The idiopathic inflammatory myopathies (IIMs) are a group of disorders that include polymyositis, dermatomyositis, and anti-synthetase syndrome (ASD). The most common ILD patterns are NSIP and organizing pneumonia, which can often occur simultaneously. Patients with the anti-MDA5 antibody subtype often develop a clinically amyopathic and rapidly progressive phenotype resembling acute interstitial pneumonia. They often require an aggressive and combined therapeutic approach similar to the treatment of acute interstitial pneumonia.
As with other CTD-ILDs, steroids are the first-line therapy, but relapses are common and the addition of a second-line therapeutic agent is often required to achieve remission. A systematic review concluded that intravenous CYC administration for 6-12 months improved lung function and CT appearance in more than half of patients and restored muscle strength in four-fifths. Rituximab has shown promise in a small pilot study of 10 subjects with ASD who relapsed after initial immunosuppressive therapy: In the majority of patients (9 of 10), rituximab stabilized or improved lung function. Another monocenter retrospective case series examining the long-term efficacy of RTX in 34 ASD patients (median follow-up 52 months) reported a 24% improvement in median FVC and a 17% improvement in diffusing capacity of the lung for carbon monoxide.

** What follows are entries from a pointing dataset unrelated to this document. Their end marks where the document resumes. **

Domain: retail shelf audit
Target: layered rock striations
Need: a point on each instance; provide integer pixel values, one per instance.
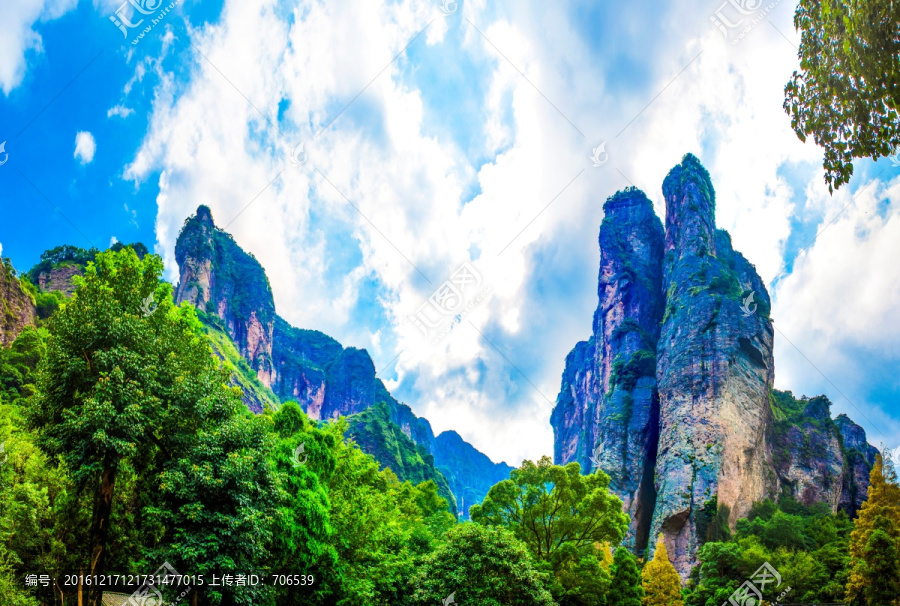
(608, 409)
(714, 370)
(232, 293)
(219, 278)
(672, 396)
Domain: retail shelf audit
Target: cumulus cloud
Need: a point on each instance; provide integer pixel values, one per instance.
(395, 194)
(18, 35)
(837, 310)
(119, 111)
(85, 146)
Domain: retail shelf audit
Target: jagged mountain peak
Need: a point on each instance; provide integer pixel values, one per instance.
(672, 396)
(328, 380)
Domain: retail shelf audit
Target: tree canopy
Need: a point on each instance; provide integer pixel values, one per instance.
(847, 92)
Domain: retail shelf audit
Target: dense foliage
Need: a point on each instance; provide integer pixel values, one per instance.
(660, 580)
(846, 94)
(565, 518)
(807, 545)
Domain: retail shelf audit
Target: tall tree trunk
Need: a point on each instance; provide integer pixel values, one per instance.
(100, 532)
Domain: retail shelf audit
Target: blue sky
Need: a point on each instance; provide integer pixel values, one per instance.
(459, 138)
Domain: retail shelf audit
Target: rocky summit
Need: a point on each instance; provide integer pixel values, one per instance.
(273, 362)
(673, 394)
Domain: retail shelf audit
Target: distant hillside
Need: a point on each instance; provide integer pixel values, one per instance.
(327, 379)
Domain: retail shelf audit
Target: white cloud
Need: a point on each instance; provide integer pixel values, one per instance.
(85, 146)
(18, 36)
(120, 111)
(839, 308)
(210, 146)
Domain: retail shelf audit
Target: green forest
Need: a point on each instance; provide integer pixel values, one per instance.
(126, 448)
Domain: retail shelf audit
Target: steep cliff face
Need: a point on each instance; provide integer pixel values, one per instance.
(218, 277)
(456, 459)
(608, 408)
(817, 458)
(16, 306)
(859, 458)
(672, 396)
(376, 433)
(60, 278)
(280, 362)
(807, 449)
(714, 370)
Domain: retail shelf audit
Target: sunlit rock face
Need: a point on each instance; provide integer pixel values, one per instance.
(672, 395)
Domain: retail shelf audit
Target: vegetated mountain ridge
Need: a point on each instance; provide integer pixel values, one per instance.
(328, 380)
(673, 395)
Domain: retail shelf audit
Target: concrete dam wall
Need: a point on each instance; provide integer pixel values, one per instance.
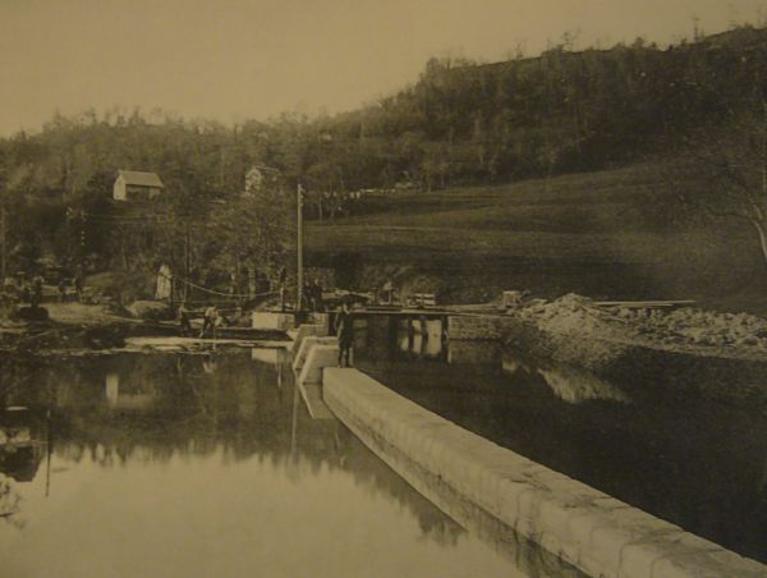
(594, 532)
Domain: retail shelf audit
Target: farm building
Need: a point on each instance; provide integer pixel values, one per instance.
(136, 186)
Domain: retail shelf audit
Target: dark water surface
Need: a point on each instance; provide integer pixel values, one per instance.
(680, 437)
(166, 465)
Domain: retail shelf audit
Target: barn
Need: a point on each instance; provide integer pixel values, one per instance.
(136, 186)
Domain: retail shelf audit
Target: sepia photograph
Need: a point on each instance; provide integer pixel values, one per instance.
(383, 289)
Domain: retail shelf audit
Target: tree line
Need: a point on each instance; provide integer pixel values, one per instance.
(460, 123)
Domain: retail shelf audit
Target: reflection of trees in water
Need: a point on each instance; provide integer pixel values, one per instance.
(10, 502)
(238, 412)
(569, 383)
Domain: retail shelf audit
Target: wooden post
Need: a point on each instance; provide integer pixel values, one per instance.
(3, 241)
(299, 248)
(187, 259)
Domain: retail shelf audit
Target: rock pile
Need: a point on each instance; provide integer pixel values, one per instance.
(678, 330)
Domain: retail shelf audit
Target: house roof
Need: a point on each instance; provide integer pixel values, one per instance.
(141, 179)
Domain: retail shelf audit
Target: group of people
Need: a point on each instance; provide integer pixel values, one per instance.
(212, 319)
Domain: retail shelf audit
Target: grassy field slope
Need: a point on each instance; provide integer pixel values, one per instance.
(599, 234)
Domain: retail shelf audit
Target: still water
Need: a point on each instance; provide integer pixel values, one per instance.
(165, 465)
(682, 437)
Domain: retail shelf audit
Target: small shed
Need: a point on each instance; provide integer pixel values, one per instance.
(137, 186)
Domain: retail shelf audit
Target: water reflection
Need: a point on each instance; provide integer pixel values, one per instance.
(654, 432)
(569, 383)
(161, 467)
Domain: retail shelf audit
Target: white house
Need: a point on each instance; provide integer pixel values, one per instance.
(136, 186)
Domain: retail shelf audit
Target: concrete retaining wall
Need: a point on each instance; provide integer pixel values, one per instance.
(596, 533)
(307, 330)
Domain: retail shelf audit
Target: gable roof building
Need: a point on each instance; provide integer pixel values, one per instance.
(136, 186)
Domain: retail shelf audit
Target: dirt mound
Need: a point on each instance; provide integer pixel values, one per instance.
(686, 329)
(571, 314)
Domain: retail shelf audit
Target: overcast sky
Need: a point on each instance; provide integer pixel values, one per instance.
(236, 59)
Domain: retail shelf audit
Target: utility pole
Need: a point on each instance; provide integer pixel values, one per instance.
(3, 241)
(300, 247)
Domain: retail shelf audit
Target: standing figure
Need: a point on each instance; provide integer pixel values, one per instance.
(319, 306)
(283, 277)
(211, 321)
(184, 322)
(388, 292)
(344, 330)
(37, 291)
(79, 285)
(164, 290)
(62, 287)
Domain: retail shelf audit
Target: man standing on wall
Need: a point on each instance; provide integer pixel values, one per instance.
(344, 330)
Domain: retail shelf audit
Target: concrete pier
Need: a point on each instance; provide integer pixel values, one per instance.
(588, 529)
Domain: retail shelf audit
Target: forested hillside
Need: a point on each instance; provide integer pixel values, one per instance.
(460, 123)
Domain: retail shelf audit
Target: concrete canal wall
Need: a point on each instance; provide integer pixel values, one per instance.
(594, 532)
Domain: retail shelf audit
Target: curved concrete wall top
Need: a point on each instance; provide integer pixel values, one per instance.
(587, 528)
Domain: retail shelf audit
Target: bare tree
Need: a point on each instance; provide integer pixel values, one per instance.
(722, 175)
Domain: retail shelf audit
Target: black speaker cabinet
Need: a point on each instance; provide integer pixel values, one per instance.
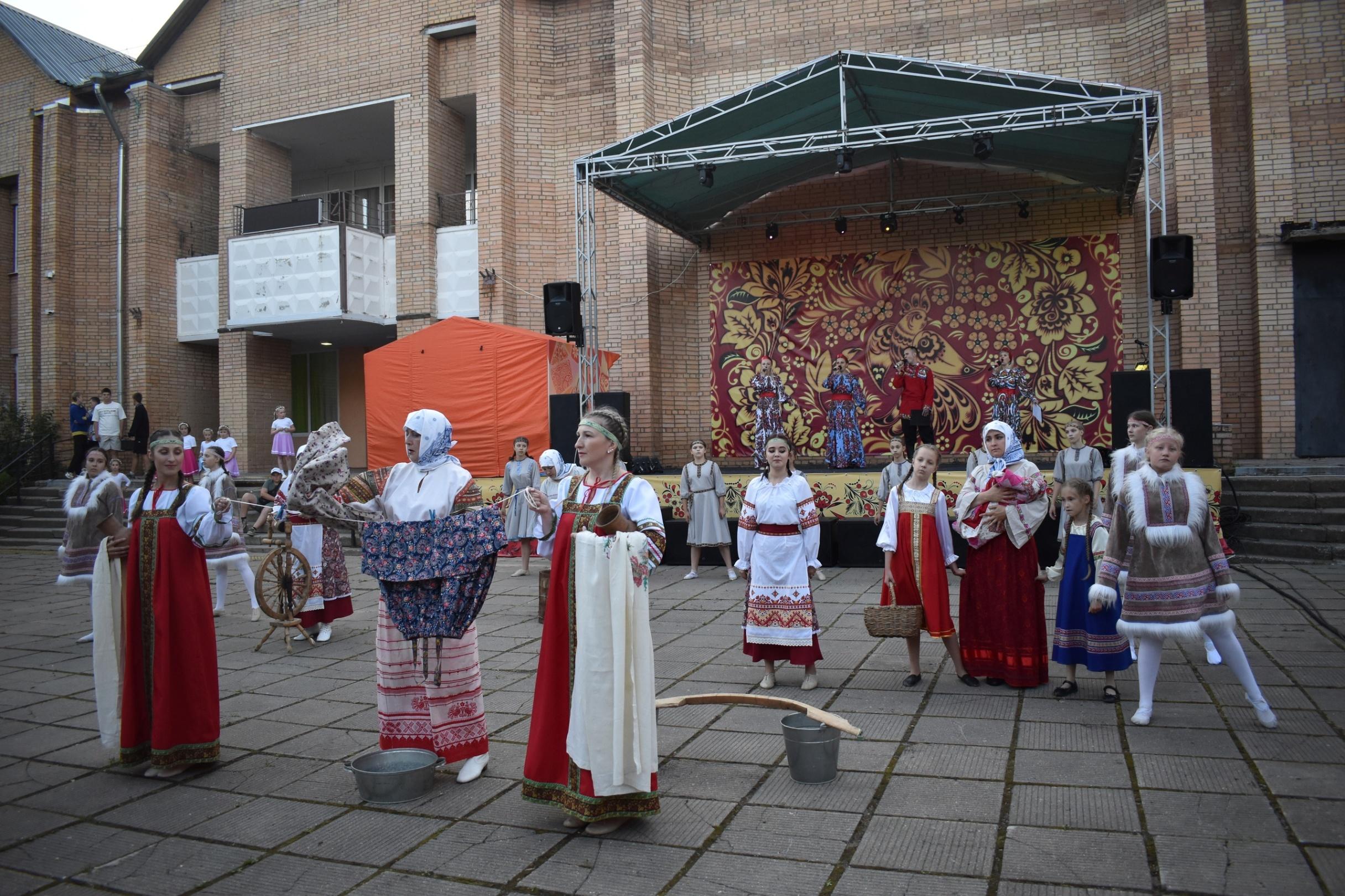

The calcineurin inhibitor tacrolimus has proven effective as an add-on therapy to steroids and also in combination with other immunosuppressants. However, the evidence base here is unclear, and given the high mortality, there is an urgent need to discover treatments for this cohort, the authors said. She concluded that close monitoring of lung function is generally essential to guide treatment initiation and assess response. The use of antifibrotics is a promising area, he said, but raises further questions about the timing of treatment initiation and whether it is used with concurrent immunosuppression or as a stand-alone therapy.
Literature:
- Wu Z, Molyneaux PL: Choosing pharmacotherapy for ILD in patients with connective tissue disease. Breathe 2021; 17: 210114; doi: 10.1183/20734735.0114-2021.
InFo PAIN & GERIATry 2022; 4(1-2): 26-27.